How is your 922 connected to the network? Via ethernet? built-in HomePlug? or a WIFI adapter?

I wouldn't expect HD-quality on an iPad... in part since the iPad doesn't have HD resolution... 720p = 1280x720 and 1080i/p = 1920x1080... both of which are higher than the iPad is capable of displaying.

Of course it also will depend on the channel you are watching (make sure you were tuned to an HD channel)... and make sure Dish Remote access is in "high quality" mode.

Also... since the iPad supports multi-tasking... it pays to be sure other things aren't running in the background on your iPad that could slow down the device and result in poorer Sling performance.


----------



## Robert_S (Sep 25, 2004)

Sorry for not providing more details.... the 922 is connected via a wired network (cat 6e). I am at home with the iPad using wireless. The quality is set to HQ on the iPad and I am looking at an HD channel. 

I know I won't get true HD, but the quality looks like the non-hd YouTube videos. The iPad can deliver better quality than that and it appears to me like it is the 922 not sending out high enough resolution.

Robert


----------



## klang (Oct 14, 2003)

Version 2.5.3 of the iPad app was released yesterday. Are you using the latest?


----------



## Stewart Vernon (Jan 7, 2005)

Robert_S said:


> Sorry for not providing more details.... the 922 is connected via a wired network (cat 6e). I am at home with the iPad using wireless. The quality is set to HQ on the iPad and I am looking at an HD channel.


Do you know how your home network router is configured?

Some routers will create separate sub-networks for WIFI devices than for LAN... which could result in your iPad being "seen" as outside the same network your 922 is connected to...

This may not be your issue... as there are admittedly some issues sometimes with Sling not producing quality that you might expect... but it is another possible thing to check if you know how to configure your router and can see if it is an option.


----------



## Robert_S (Sep 25, 2004)

The wireless router is set to be the same network as the 922. My 922 has an IP of 192.168.1.240 and my ipad is 192.168.1.5. 

What is strange is the iPad shows a rate of 2mbs, but it is like the rendering of the video is done at a low res and being blown up to fit the entire screen.


----------



## Stewart Vernon (Jan 7, 2005)

Did you verify that the app is in high quality mode?

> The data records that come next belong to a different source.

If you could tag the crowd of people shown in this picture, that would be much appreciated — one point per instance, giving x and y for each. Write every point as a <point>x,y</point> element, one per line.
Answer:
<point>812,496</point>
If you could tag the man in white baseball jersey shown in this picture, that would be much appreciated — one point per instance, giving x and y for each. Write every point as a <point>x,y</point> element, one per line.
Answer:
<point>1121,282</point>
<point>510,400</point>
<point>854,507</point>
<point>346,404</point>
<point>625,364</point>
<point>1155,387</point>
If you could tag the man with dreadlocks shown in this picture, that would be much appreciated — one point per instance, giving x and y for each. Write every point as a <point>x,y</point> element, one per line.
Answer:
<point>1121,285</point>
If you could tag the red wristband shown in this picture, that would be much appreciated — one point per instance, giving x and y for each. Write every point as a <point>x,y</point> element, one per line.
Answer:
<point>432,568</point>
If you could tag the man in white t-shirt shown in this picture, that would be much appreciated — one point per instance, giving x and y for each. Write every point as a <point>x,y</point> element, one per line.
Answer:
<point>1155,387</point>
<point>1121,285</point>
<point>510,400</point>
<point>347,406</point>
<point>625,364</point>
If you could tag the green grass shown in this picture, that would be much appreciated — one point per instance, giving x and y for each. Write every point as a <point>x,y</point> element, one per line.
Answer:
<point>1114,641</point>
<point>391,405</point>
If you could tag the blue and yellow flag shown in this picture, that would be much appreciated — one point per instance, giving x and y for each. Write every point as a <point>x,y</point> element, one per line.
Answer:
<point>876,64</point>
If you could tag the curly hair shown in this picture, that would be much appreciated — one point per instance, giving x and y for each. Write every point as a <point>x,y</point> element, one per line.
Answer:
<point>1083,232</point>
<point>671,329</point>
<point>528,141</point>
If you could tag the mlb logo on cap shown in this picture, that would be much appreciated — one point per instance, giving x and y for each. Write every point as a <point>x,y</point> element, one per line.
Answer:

Also... for reference... what channels (HD channels) are you trying to Sling? Some channels are not as good as others, and sometimes the channel might not be airing HD-quality programming anyway.


----------



## Robert_S (Sep 25, 2004)

Yes, I verified the app is in HQ. Some of the shows are on my DVR like American Idol, Pawn Stars, etc. 

I am getting great throuhput at 2mbs, my guess is either the render engine on the iPad, or the encoding scheme is very lossy.


----------